Steichner's face mottled unhealthily. He said in a gray voice, "You are talking dangerously, Donovan. Be careful no 'accident' stops your wagging tongue."

"If anything happens to me," I promised him, "you'll receive a visit from the Space Patrol before you can stutter 'nebular hypothesis,' Steichner. That's been arranged."

His lips were a white slit through which he gritted, "I quite understand, Donovan. But don't underestimate Otto Steichner. Even for that eventuality I am prepared. Now—get out!"

"Moreover—" I began.

"I said—get out!"


"So," I concluded my story to the skipper and Lanse Biggs, "I scrammed across the bridge and over the lake and up to camp, here. And thus endeth my little attempt to buy more land. It just can't be done, boys and girls. That's a dead duck."
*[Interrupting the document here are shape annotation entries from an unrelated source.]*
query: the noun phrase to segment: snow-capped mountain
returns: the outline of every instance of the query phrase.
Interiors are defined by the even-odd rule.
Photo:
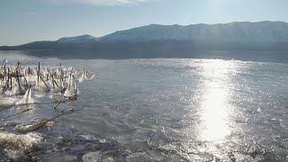
[[[158,25],[120,31],[102,41],[193,40],[218,43],[288,42],[288,23],[283,22],[230,22],[225,24]]]
[[[193,51],[200,50],[288,51],[288,23],[236,22],[187,26],[151,24],[100,38],[81,35],[56,41],[3,46],[1,50],[85,50],[89,51],[91,57],[109,58],[189,58]]]
[[[98,38],[86,34],[80,35],[76,37],[64,37],[58,40],[58,42],[74,42],[74,43],[80,43],[80,42],[86,42],[86,41],[93,41],[97,40]]]

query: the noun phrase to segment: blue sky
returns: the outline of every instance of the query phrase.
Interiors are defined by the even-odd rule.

The Old Man frowned. He said, "Yeah, there's no use squawkin' about it; Steichner holds the whip hand. The worst of it is, he'll probably be able to kick us off Iris without doin' a thing to bring in the Patrol. I mean, we'll get the gate strictly legal. Because we still ain't found no sign of pumice, and we're pretty deep now—Well, Lancelot?"

Biggs had been thinking. You can always tell when he's thinking, because his feet shuttle from side to side like spectators' heads at a tennis-match. Now he said, "Across the what and over the what, Sparks?"